Yesterday on “Meet the Press” Sen. Tom Coburn said the following:

We talk about neonatal mortality. Where’s the neonatal mortality? It’s not in the private insurance plans, it’s in Medicaid. Well, here’s the government-run program that is failing us in terms of neonatal mortality, and yet we use as an indicator neonatal mortality to say we need more government rather than less.

Rachel Maddow replied, “That is so disingenuous, that’s unbelievable.”
Rachel is right, although she didn’t get to explain why. Medicaid is not a federal government insurance program. It’s a joint state/federal program to provide last ditch assistance to people without health insurance to allow them to get treatment rather than die in the streets. Many of the 45 million people without health insurance probably benefit from Medicaid if they have a serious illness, or have a baby. So the people on Medicaid are the people targeted by the new program exactly to do things like allow them to have regular visits to a doctor while they are pregnant, rather than seeing a doctor for the first time when they go to the emergency room to give birth. If it weren’t for Medicaid, many more poor babies would die, because mothers would get no medical care at all.
Coburn is basically saying that since people on Medicaid are poor, he doesn’t care if their babies die. He would join Sarah Palin in calling for babies of trailer park trash to die so that Palin’s Trig and other rich babies can live.

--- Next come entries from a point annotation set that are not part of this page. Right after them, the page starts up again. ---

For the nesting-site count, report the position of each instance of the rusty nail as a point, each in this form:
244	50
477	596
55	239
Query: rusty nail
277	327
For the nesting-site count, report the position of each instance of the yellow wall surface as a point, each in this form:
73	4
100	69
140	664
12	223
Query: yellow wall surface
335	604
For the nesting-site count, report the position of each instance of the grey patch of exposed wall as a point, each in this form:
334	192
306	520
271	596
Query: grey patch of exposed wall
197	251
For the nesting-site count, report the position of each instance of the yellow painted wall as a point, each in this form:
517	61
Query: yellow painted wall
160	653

It’s the same selfishness expressed in the town hall meeting protests that say, “Don’t mess with my Medicare.” They worry that their “socialist” government provided health care would suffer if the government tried to provide similar coverage to more people. They are saying I want those other people to die rather than give up my free health care.

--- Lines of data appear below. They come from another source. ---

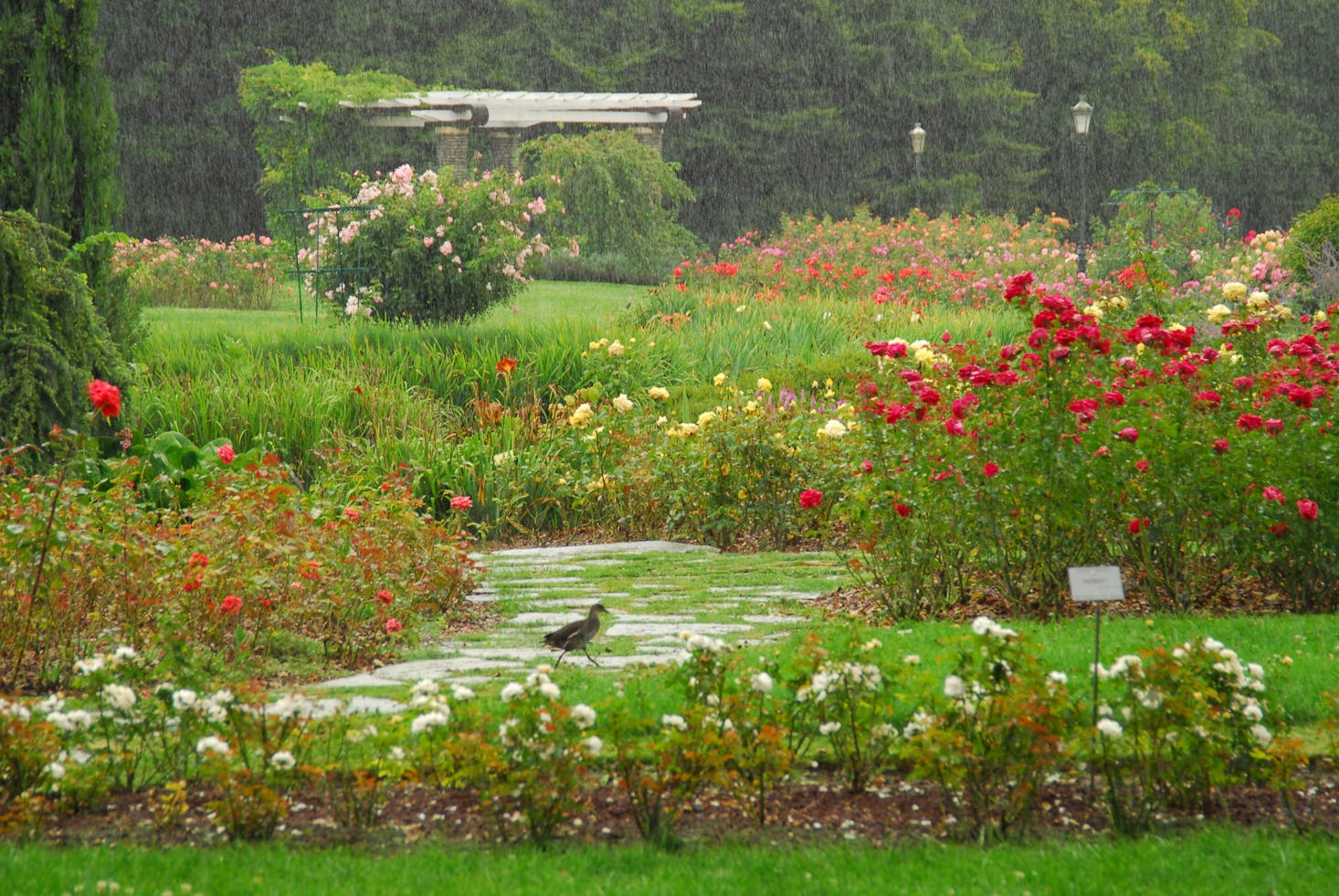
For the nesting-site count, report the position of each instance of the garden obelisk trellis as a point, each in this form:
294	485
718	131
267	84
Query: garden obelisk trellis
506	115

Decent, loving people (which should certainly include people who call themselves Christian) would frame the issue as follows: We would like to have decent health care for everybody, not just me. How can we best do that, and how much can we afford? The latter question might also be phrased, how much am I willing to give my neighbor so that he can continue to live.
People screaming, “Don’t touch my Medicare,” are clearly not Christians.